NJEAS. 2025; 2(2): 0-0


PREDICTING PILE FOUNDATION BEARING CAPACITY USING MACHINE LEARNING ALGORITHMS

John Ehimen Usifo,Akeem Gbenga Amuda.




Abstract

This research endeavours to enhance the efficiency and accuracy of predicting pile-bearing capacity by implementing machine learning algorithms based on historical Standard Penetration Test (SPT) data. The purpose stems from the critical importance of accurately assessing the behaviour of pile foundations for ensuring the stability and safety of structures which is a resource-intensive process. To achieve this, three machine learning algorithms were selected; Multiple Linear Regression (MLR), Random Forest Regression (RFR), XG Boost (XGB) Algorithm, and five models were produced for each one. The study leveraged a diverse dataset to train and test machine learning models, showcasing their efficacy in reliably estimating pile-bearing capacity. Notably, ensemble learning algorithms, such as Random Forest Regression (RFR) and Extreme Gradient Boosting (XGB), consistently outperformed Multiple Linear Regression (MLR). MLR models exhibited higher Root Mean Squared Error (RMSE) and Mean Absolute Error (MAE) values, with average RMSE and MAE of 1440.866 and 1809.860, respectively, compared to 708.088 and 1023.989 for RFR, and 770.721 and 1147.407 for XGB. The Coefficient of Determination (R2) further highlighted the superiority of RFR, achieving the highest value of 0.983 using Principal Component Analysis (PCA) with 10 components. In contrast, MLR models with PCA (3) recorded the lowest R2 values (0.659) along with elevated error metrics (2505.883 and 3006.418). The limited components in PCA (3) hindered its ability to capture essential dataset traits.
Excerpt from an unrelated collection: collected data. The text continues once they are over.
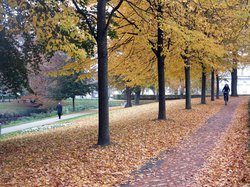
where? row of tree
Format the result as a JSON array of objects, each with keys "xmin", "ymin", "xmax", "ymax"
[{"xmin": 1, "ymin": 0, "xmax": 249, "ymax": 146}]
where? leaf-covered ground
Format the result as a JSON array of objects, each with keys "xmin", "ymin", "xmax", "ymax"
[
  {"xmin": 0, "ymin": 98, "xmax": 248, "ymax": 186},
  {"xmin": 193, "ymin": 98, "xmax": 250, "ymax": 186},
  {"xmin": 121, "ymin": 97, "xmax": 248, "ymax": 186}
]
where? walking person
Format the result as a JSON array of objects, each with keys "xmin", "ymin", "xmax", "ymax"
[
  {"xmin": 222, "ymin": 84, "xmax": 230, "ymax": 105},
  {"xmin": 56, "ymin": 102, "xmax": 63, "ymax": 119}
]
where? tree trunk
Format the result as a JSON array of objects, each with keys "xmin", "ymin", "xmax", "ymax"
[
  {"xmin": 216, "ymin": 74, "xmax": 220, "ymax": 99},
  {"xmin": 134, "ymin": 87, "xmax": 141, "ymax": 105},
  {"xmin": 157, "ymin": 3, "xmax": 166, "ymax": 120},
  {"xmin": 211, "ymin": 69, "xmax": 215, "ymax": 101},
  {"xmin": 201, "ymin": 65, "xmax": 206, "ymax": 104},
  {"xmin": 231, "ymin": 67, "xmax": 238, "ymax": 96},
  {"xmin": 97, "ymin": 1, "xmax": 110, "ymax": 146},
  {"xmin": 180, "ymin": 85, "xmax": 184, "ymax": 99},
  {"xmin": 72, "ymin": 96, "xmax": 75, "ymax": 112},
  {"xmin": 125, "ymin": 86, "xmax": 132, "ymax": 108},
  {"xmin": 185, "ymin": 58, "xmax": 191, "ymax": 109},
  {"xmin": 155, "ymin": 90, "xmax": 159, "ymax": 101}
]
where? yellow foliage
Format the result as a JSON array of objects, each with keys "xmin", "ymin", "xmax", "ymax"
[
  {"xmin": 24, "ymin": 1, "xmax": 97, "ymax": 78},
  {"xmin": 108, "ymin": 1, "xmax": 217, "ymax": 90},
  {"xmin": 108, "ymin": 0, "xmax": 249, "ymax": 91},
  {"xmin": 5, "ymin": 0, "xmax": 249, "ymax": 90}
]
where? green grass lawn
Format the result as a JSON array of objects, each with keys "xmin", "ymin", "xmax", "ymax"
[
  {"xmin": 0, "ymin": 99, "xmax": 155, "ymax": 116},
  {"xmin": 0, "ymin": 102, "xmax": 37, "ymax": 115},
  {"xmin": 63, "ymin": 98, "xmax": 156, "ymax": 111},
  {"xmin": 1, "ymin": 111, "xmax": 58, "ymax": 129},
  {"xmin": 0, "ymin": 99, "xmax": 124, "ymax": 128},
  {"xmin": 0, "ymin": 112, "xmax": 98, "ymax": 140},
  {"xmin": 62, "ymin": 98, "xmax": 124, "ymax": 112},
  {"xmin": 0, "ymin": 99, "xmax": 156, "ymax": 129},
  {"xmin": 0, "ymin": 102, "xmax": 46, "ymax": 128}
]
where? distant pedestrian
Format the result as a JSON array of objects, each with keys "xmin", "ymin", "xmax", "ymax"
[
  {"xmin": 222, "ymin": 84, "xmax": 230, "ymax": 105},
  {"xmin": 56, "ymin": 102, "xmax": 63, "ymax": 119}
]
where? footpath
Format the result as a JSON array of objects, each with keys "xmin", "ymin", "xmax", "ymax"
[
  {"xmin": 1, "ymin": 110, "xmax": 97, "ymax": 135},
  {"xmin": 123, "ymin": 97, "xmax": 244, "ymax": 186}
]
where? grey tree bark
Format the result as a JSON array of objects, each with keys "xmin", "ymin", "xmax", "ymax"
[
  {"xmin": 125, "ymin": 86, "xmax": 132, "ymax": 108},
  {"xmin": 216, "ymin": 74, "xmax": 220, "ymax": 99},
  {"xmin": 184, "ymin": 58, "xmax": 191, "ymax": 109},
  {"xmin": 96, "ymin": 0, "xmax": 110, "ymax": 145},
  {"xmin": 211, "ymin": 70, "xmax": 215, "ymax": 101},
  {"xmin": 134, "ymin": 87, "xmax": 141, "ymax": 105},
  {"xmin": 231, "ymin": 67, "xmax": 238, "ymax": 96},
  {"xmin": 156, "ymin": 3, "xmax": 166, "ymax": 119},
  {"xmin": 201, "ymin": 64, "xmax": 206, "ymax": 104}
]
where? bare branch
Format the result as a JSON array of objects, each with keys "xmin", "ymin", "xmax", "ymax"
[
  {"xmin": 72, "ymin": 0, "xmax": 97, "ymax": 40},
  {"xmin": 109, "ymin": 35, "xmax": 134, "ymax": 53},
  {"xmin": 126, "ymin": 0, "xmax": 151, "ymax": 23},
  {"xmin": 114, "ymin": 8, "xmax": 140, "ymax": 30},
  {"xmin": 148, "ymin": 39, "xmax": 157, "ymax": 55},
  {"xmin": 105, "ymin": 0, "xmax": 124, "ymax": 31}
]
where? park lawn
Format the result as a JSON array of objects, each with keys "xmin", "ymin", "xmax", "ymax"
[
  {"xmin": 0, "ymin": 98, "xmax": 247, "ymax": 186},
  {"xmin": 0, "ymin": 102, "xmax": 36, "ymax": 115},
  {"xmin": 62, "ymin": 98, "xmax": 155, "ymax": 112},
  {"xmin": 63, "ymin": 98, "xmax": 124, "ymax": 111},
  {"xmin": 1, "ymin": 99, "xmax": 127, "ymax": 129}
]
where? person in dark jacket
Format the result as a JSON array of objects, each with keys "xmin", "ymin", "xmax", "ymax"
[
  {"xmin": 222, "ymin": 84, "xmax": 230, "ymax": 104},
  {"xmin": 56, "ymin": 102, "xmax": 63, "ymax": 119}
]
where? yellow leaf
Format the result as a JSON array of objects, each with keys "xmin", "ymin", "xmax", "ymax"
[{"xmin": 32, "ymin": 16, "xmax": 37, "ymax": 26}]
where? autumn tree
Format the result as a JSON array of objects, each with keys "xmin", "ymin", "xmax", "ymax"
[
  {"xmin": 68, "ymin": 0, "xmax": 124, "ymax": 145},
  {"xmin": 0, "ymin": 1, "xmax": 44, "ymax": 95},
  {"xmin": 110, "ymin": 1, "xmax": 178, "ymax": 119},
  {"xmin": 5, "ymin": 0, "xmax": 126, "ymax": 145},
  {"xmin": 175, "ymin": 1, "xmax": 222, "ymax": 109},
  {"xmin": 110, "ymin": 0, "xmax": 229, "ymax": 112},
  {"xmin": 49, "ymin": 75, "xmax": 96, "ymax": 111},
  {"xmin": 170, "ymin": 0, "xmax": 245, "ymax": 108},
  {"xmin": 133, "ymin": 86, "xmax": 141, "ymax": 105},
  {"xmin": 200, "ymin": 0, "xmax": 250, "ymax": 96},
  {"xmin": 0, "ymin": 30, "xmax": 28, "ymax": 95},
  {"xmin": 228, "ymin": 7, "xmax": 249, "ymax": 96},
  {"xmin": 109, "ymin": 40, "xmax": 157, "ymax": 108},
  {"xmin": 200, "ymin": 64, "xmax": 207, "ymax": 104},
  {"xmin": 211, "ymin": 69, "xmax": 215, "ymax": 101},
  {"xmin": 216, "ymin": 73, "xmax": 220, "ymax": 99},
  {"xmin": 111, "ymin": 0, "xmax": 248, "ymax": 106}
]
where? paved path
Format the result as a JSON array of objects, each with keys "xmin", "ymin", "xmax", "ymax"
[
  {"xmin": 1, "ymin": 111, "xmax": 96, "ymax": 135},
  {"xmin": 124, "ymin": 98, "xmax": 242, "ymax": 187}
]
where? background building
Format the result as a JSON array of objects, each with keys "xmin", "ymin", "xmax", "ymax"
[{"xmin": 220, "ymin": 65, "xmax": 250, "ymax": 95}]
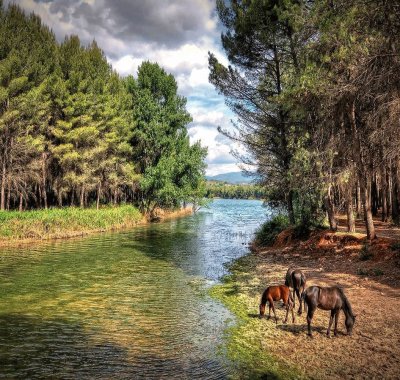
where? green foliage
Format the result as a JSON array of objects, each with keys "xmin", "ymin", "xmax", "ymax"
[
  {"xmin": 373, "ymin": 268, "xmax": 384, "ymax": 276},
  {"xmin": 254, "ymin": 214, "xmax": 290, "ymax": 246},
  {"xmin": 128, "ymin": 62, "xmax": 207, "ymax": 214},
  {"xmin": 210, "ymin": 0, "xmax": 400, "ymax": 231},
  {"xmin": 0, "ymin": 3, "xmax": 206, "ymax": 213},
  {"xmin": 356, "ymin": 268, "xmax": 369, "ymax": 276},
  {"xmin": 205, "ymin": 181, "xmax": 266, "ymax": 199},
  {"xmin": 391, "ymin": 242, "xmax": 400, "ymax": 251}
]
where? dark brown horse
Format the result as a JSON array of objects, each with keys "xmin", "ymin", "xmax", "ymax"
[
  {"xmin": 302, "ymin": 286, "xmax": 356, "ymax": 337},
  {"xmin": 285, "ymin": 267, "xmax": 306, "ymax": 315},
  {"xmin": 259, "ymin": 285, "xmax": 295, "ymax": 324}
]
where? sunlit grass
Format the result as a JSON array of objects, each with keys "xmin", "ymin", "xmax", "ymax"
[{"xmin": 0, "ymin": 205, "xmax": 143, "ymax": 240}]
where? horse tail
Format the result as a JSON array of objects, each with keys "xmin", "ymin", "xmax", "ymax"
[
  {"xmin": 301, "ymin": 272, "xmax": 307, "ymax": 290},
  {"xmin": 301, "ymin": 287, "xmax": 308, "ymax": 313}
]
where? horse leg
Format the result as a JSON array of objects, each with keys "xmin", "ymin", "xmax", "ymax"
[
  {"xmin": 327, "ymin": 310, "xmax": 335, "ymax": 338},
  {"xmin": 292, "ymin": 298, "xmax": 296, "ymax": 323},
  {"xmin": 268, "ymin": 302, "xmax": 272, "ymax": 320},
  {"xmin": 270, "ymin": 298, "xmax": 278, "ymax": 324},
  {"xmin": 292, "ymin": 288, "xmax": 296, "ymax": 308},
  {"xmin": 334, "ymin": 310, "xmax": 340, "ymax": 336},
  {"xmin": 295, "ymin": 287, "xmax": 302, "ymax": 315},
  {"xmin": 307, "ymin": 305, "xmax": 316, "ymax": 337}
]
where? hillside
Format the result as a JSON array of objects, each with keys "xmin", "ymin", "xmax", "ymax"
[{"xmin": 206, "ymin": 171, "xmax": 255, "ymax": 184}]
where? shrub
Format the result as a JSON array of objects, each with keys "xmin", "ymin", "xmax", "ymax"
[
  {"xmin": 359, "ymin": 243, "xmax": 373, "ymax": 261},
  {"xmin": 390, "ymin": 242, "xmax": 400, "ymax": 251},
  {"xmin": 255, "ymin": 214, "xmax": 289, "ymax": 246},
  {"xmin": 357, "ymin": 268, "xmax": 369, "ymax": 276}
]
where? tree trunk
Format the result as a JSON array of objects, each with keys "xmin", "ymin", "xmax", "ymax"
[
  {"xmin": 19, "ymin": 192, "xmax": 23, "ymax": 212},
  {"xmin": 287, "ymin": 190, "xmax": 295, "ymax": 225},
  {"xmin": 96, "ymin": 183, "xmax": 101, "ymax": 210},
  {"xmin": 80, "ymin": 186, "xmax": 85, "ymax": 208},
  {"xmin": 42, "ymin": 152, "xmax": 48, "ymax": 209},
  {"xmin": 114, "ymin": 189, "xmax": 118, "ymax": 205},
  {"xmin": 360, "ymin": 173, "xmax": 376, "ymax": 240},
  {"xmin": 392, "ymin": 161, "xmax": 400, "ymax": 223},
  {"xmin": 371, "ymin": 176, "xmax": 378, "ymax": 216},
  {"xmin": 345, "ymin": 185, "xmax": 355, "ymax": 232},
  {"xmin": 6, "ymin": 180, "xmax": 10, "ymax": 210},
  {"xmin": 381, "ymin": 165, "xmax": 388, "ymax": 222},
  {"xmin": 356, "ymin": 182, "xmax": 362, "ymax": 218},
  {"xmin": 71, "ymin": 190, "xmax": 75, "ymax": 207},
  {"xmin": 0, "ymin": 157, "xmax": 6, "ymax": 211},
  {"xmin": 387, "ymin": 164, "xmax": 393, "ymax": 218},
  {"xmin": 324, "ymin": 184, "xmax": 337, "ymax": 231}
]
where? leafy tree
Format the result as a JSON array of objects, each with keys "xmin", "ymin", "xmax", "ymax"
[{"xmin": 128, "ymin": 62, "xmax": 207, "ymax": 214}]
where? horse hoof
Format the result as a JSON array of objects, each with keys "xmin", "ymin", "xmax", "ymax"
[
  {"xmin": 326, "ymin": 334, "xmax": 331, "ymax": 339},
  {"xmin": 307, "ymin": 334, "xmax": 313, "ymax": 339}
]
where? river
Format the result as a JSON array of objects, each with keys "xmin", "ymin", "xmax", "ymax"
[{"xmin": 0, "ymin": 199, "xmax": 269, "ymax": 379}]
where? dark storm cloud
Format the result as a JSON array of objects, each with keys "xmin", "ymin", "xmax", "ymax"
[{"xmin": 33, "ymin": 0, "xmax": 215, "ymax": 50}]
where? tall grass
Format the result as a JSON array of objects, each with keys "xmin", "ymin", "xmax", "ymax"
[{"xmin": 0, "ymin": 205, "xmax": 143, "ymax": 240}]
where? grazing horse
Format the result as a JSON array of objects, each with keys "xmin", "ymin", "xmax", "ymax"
[
  {"xmin": 285, "ymin": 267, "xmax": 306, "ymax": 315},
  {"xmin": 302, "ymin": 286, "xmax": 356, "ymax": 337},
  {"xmin": 259, "ymin": 285, "xmax": 295, "ymax": 324}
]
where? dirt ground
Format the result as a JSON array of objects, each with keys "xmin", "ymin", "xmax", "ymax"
[{"xmin": 249, "ymin": 230, "xmax": 400, "ymax": 379}]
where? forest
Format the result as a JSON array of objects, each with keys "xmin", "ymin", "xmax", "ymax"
[
  {"xmin": 205, "ymin": 181, "xmax": 266, "ymax": 199},
  {"xmin": 209, "ymin": 0, "xmax": 400, "ymax": 239},
  {"xmin": 0, "ymin": 2, "xmax": 206, "ymax": 215}
]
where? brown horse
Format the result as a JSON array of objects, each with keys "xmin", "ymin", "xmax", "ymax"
[
  {"xmin": 285, "ymin": 267, "xmax": 306, "ymax": 315},
  {"xmin": 302, "ymin": 286, "xmax": 356, "ymax": 337},
  {"xmin": 259, "ymin": 285, "xmax": 295, "ymax": 324}
]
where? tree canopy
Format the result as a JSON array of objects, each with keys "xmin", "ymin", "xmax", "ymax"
[
  {"xmin": 0, "ymin": 2, "xmax": 206, "ymax": 214},
  {"xmin": 209, "ymin": 0, "xmax": 400, "ymax": 238}
]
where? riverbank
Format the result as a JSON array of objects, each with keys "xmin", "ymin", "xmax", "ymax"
[
  {"xmin": 0, "ymin": 205, "xmax": 193, "ymax": 247},
  {"xmin": 211, "ymin": 229, "xmax": 400, "ymax": 379}
]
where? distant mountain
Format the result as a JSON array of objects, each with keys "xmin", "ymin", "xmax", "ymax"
[{"xmin": 206, "ymin": 171, "xmax": 255, "ymax": 184}]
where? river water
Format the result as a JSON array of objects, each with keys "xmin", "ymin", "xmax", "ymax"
[{"xmin": 0, "ymin": 199, "xmax": 269, "ymax": 379}]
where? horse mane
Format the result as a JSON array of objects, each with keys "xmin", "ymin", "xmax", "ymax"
[{"xmin": 336, "ymin": 287, "xmax": 354, "ymax": 317}]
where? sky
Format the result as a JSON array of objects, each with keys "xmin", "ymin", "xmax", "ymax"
[{"xmin": 5, "ymin": 0, "xmax": 246, "ymax": 176}]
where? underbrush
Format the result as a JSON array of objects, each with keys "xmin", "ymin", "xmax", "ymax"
[
  {"xmin": 0, "ymin": 205, "xmax": 143, "ymax": 241},
  {"xmin": 255, "ymin": 214, "xmax": 327, "ymax": 247},
  {"xmin": 254, "ymin": 214, "xmax": 290, "ymax": 246}
]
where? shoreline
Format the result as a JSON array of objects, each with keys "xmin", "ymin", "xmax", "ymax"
[
  {"xmin": 210, "ymin": 229, "xmax": 400, "ymax": 379},
  {"xmin": 0, "ymin": 205, "xmax": 193, "ymax": 248}
]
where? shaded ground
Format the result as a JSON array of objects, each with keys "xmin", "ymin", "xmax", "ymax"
[
  {"xmin": 337, "ymin": 214, "xmax": 400, "ymax": 241},
  {"xmin": 213, "ymin": 230, "xmax": 400, "ymax": 379}
]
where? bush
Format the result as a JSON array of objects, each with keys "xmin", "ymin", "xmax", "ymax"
[
  {"xmin": 359, "ymin": 243, "xmax": 373, "ymax": 261},
  {"xmin": 390, "ymin": 242, "xmax": 400, "ymax": 251},
  {"xmin": 255, "ymin": 214, "xmax": 290, "ymax": 246}
]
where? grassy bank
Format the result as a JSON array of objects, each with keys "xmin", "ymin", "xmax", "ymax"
[
  {"xmin": 209, "ymin": 256, "xmax": 304, "ymax": 380},
  {"xmin": 0, "ymin": 205, "xmax": 144, "ymax": 244}
]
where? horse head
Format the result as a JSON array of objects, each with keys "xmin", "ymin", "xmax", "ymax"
[
  {"xmin": 345, "ymin": 314, "xmax": 356, "ymax": 335},
  {"xmin": 259, "ymin": 303, "xmax": 266, "ymax": 317}
]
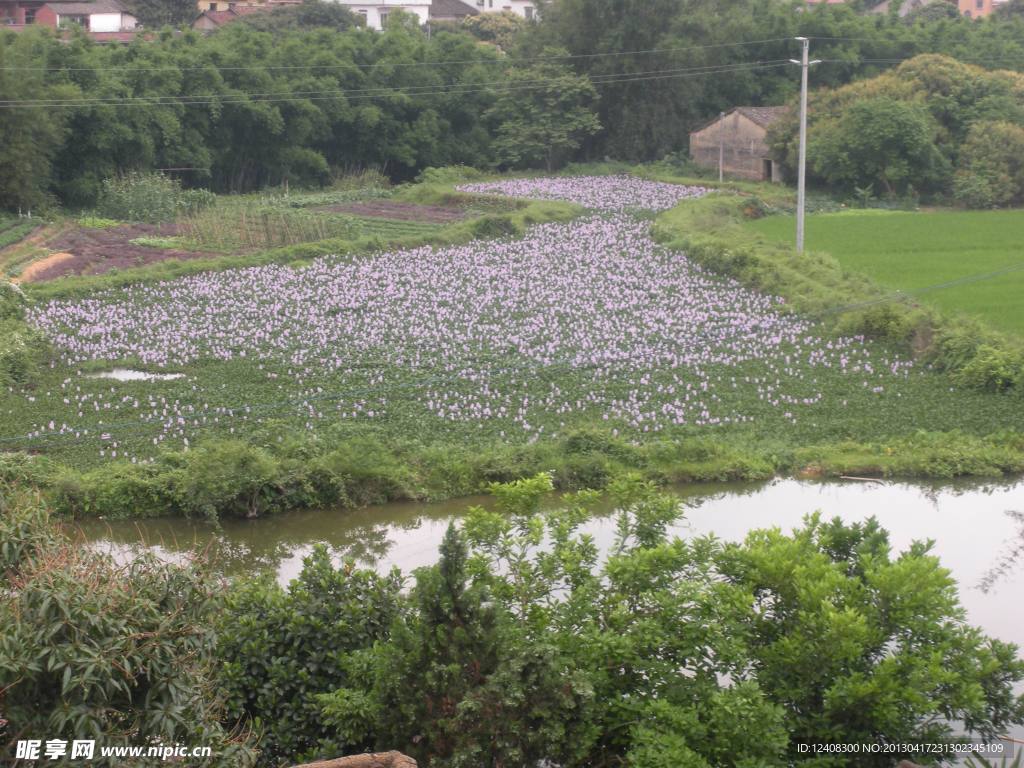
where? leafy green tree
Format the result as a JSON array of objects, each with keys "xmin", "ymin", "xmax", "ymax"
[
  {"xmin": 0, "ymin": 490, "xmax": 254, "ymax": 767},
  {"xmin": 953, "ymin": 120, "xmax": 1024, "ymax": 207},
  {"xmin": 808, "ymin": 96, "xmax": 949, "ymax": 196},
  {"xmin": 0, "ymin": 31, "xmax": 77, "ymax": 211},
  {"xmin": 321, "ymin": 523, "xmax": 595, "ymax": 768},
  {"xmin": 717, "ymin": 514, "xmax": 1024, "ymax": 766},
  {"xmin": 486, "ymin": 55, "xmax": 601, "ymax": 170},
  {"xmin": 124, "ymin": 0, "xmax": 197, "ymax": 28},
  {"xmin": 241, "ymin": 0, "xmax": 359, "ymax": 34},
  {"xmin": 460, "ymin": 10, "xmax": 527, "ymax": 51},
  {"xmin": 217, "ymin": 546, "xmax": 402, "ymax": 766}
]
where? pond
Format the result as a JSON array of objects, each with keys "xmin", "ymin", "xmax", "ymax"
[{"xmin": 76, "ymin": 477, "xmax": 1024, "ymax": 649}]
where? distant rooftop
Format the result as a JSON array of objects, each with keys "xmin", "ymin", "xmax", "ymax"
[{"xmin": 735, "ymin": 106, "xmax": 789, "ymax": 129}]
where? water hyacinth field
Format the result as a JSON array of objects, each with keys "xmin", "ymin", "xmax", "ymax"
[{"xmin": 3, "ymin": 177, "xmax": 1022, "ymax": 466}]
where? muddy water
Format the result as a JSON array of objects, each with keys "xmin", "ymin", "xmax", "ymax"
[{"xmin": 76, "ymin": 477, "xmax": 1024, "ymax": 649}]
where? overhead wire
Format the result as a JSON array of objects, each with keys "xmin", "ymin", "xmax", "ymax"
[{"xmin": 0, "ymin": 60, "xmax": 793, "ymax": 109}]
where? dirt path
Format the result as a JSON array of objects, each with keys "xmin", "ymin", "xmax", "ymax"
[{"xmin": 13, "ymin": 252, "xmax": 76, "ymax": 283}]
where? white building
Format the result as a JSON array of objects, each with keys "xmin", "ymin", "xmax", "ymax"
[
  {"xmin": 329, "ymin": 0, "xmax": 430, "ymax": 29},
  {"xmin": 326, "ymin": 0, "xmax": 536, "ymax": 30},
  {"xmin": 470, "ymin": 0, "xmax": 537, "ymax": 18}
]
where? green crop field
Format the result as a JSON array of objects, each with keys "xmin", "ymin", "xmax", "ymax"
[{"xmin": 744, "ymin": 209, "xmax": 1024, "ymax": 336}]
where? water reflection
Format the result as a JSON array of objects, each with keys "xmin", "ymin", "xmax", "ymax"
[{"xmin": 76, "ymin": 477, "xmax": 1024, "ymax": 649}]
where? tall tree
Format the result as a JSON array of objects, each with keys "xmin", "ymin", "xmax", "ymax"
[{"xmin": 486, "ymin": 54, "xmax": 601, "ymax": 171}]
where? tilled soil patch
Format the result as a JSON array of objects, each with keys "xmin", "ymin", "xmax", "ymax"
[
  {"xmin": 315, "ymin": 200, "xmax": 467, "ymax": 223},
  {"xmin": 25, "ymin": 223, "xmax": 214, "ymax": 282}
]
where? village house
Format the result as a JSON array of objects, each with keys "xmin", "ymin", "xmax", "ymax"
[
  {"xmin": 196, "ymin": 0, "xmax": 300, "ymax": 10},
  {"xmin": 689, "ymin": 106, "xmax": 787, "ymax": 182},
  {"xmin": 193, "ymin": 4, "xmax": 272, "ymax": 30},
  {"xmin": 958, "ymin": 0, "xmax": 1008, "ymax": 16},
  {"xmin": 0, "ymin": 0, "xmax": 137, "ymax": 38},
  {"xmin": 469, "ymin": 0, "xmax": 536, "ymax": 18},
  {"xmin": 428, "ymin": 0, "xmax": 478, "ymax": 23}
]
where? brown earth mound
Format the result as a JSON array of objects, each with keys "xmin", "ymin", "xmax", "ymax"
[
  {"xmin": 24, "ymin": 223, "xmax": 213, "ymax": 282},
  {"xmin": 316, "ymin": 200, "xmax": 466, "ymax": 223}
]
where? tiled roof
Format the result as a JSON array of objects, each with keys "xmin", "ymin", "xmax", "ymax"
[
  {"xmin": 42, "ymin": 0, "xmax": 127, "ymax": 14},
  {"xmin": 736, "ymin": 106, "xmax": 789, "ymax": 128},
  {"xmin": 429, "ymin": 0, "xmax": 479, "ymax": 17}
]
The superior predictive capabilities of ensemble learning, attributed to its adeptness in handling non-linear relationships, were underscored through comparative analyses with traditional geotechnical methods. This research signifies the algorithms’ potential to streamline the assessment of pile foundations. The implications extend to advancements in geotechnical engineering, offering a cost-effective and time-efficient solution for designing and evaluating pile foundations. By integrating machine learning techniques, this study contributes to the evolving landscape of civil engineering, fostering safer and more reliable structural design and construction practices.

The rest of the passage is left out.